En route for Asia! The luxury industry’s rallying cry seems fully justified in view of the findings of the latest World Wealth Report, published by Merrill Lynch and Capgemini. The world’s biggest fortunes – the High Net Worth Individuals (HNWIs) who hold at least US$1 million in investable assets excluding their primary residence – will soon be more numerous in Asia than in Europe and even North America. The 2008 financial crisis appears to be little more than a distant memory for the world’s wealthiest, who recovered the bulk of their fortune last year. For one main reason: the world’s stock markets surged 49% in 2009 with a subsequent rebound in financial assets. “The return to better economic conditions has almost erased losses sustained in 2008 to return to 2007 levels,” observed Gilles Dard, head of wealth management for Continental Europe at Merrill Lynch
Emerging countries lead the way
However, these “better conditions” have not been the same for all. While Europe and North America fell into recession, the Asian emerging economies continued to grow, enabling Asia to catch up with the other two continents. Consequently, the population of HNWIs is virtually identical in all three regions. North America, with 3.1 million HNWIs, is now just a whisker ahead of the other two, each with 3 million. And the situation looks set to change, as Asia-Pacific HNWIs’ wealth already surpasses that of their European counterparts. Highlights from the report are given below:
- The world’s population of HNWIs grew 17.1% to 10.0 million in 2009, returning to levels last seen in 2007 despite the contraction in world gross domestic product (GDP). Global HNWI wealth similarly recovered, rising 18.9% to US$39.0 trillion, with HNWI wealth in Asia-Pacific and Latin America actually surpassing levels last seen at the end of 2007.

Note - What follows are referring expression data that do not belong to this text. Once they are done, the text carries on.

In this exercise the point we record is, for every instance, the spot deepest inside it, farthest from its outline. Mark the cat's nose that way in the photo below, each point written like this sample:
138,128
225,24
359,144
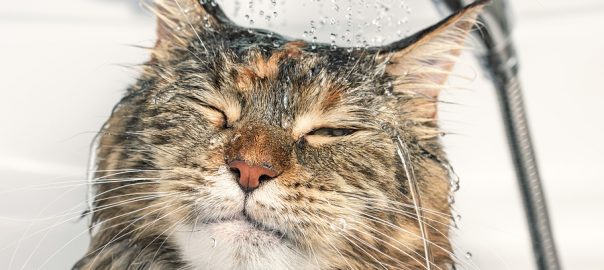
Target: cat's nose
250,176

- For the first time ever, the size of the HNWI population in Asia-Pacific was as large as that of Europe (at 3.0 million). This shift in the rankings occurred because HNWI gains in Europe, while sizeable, were far less than those in Asia-Pacific, where the region’s economies saw continued robust growth in both economic and market drivers of wealth.
- The wealth of Asia-Pacific HNWIs stood at US$9.7 trillion by the end of 2009, up 30.9%, and above the US$9.5 trillion in wealth held by Europe’s HNWIs. Among Asia-Pacific markets, Hong Kong and India led the pack, rebounding from mammoth declines in their HNWI bases and wealth in 2008 amid an outsized resurgence in their stock markets.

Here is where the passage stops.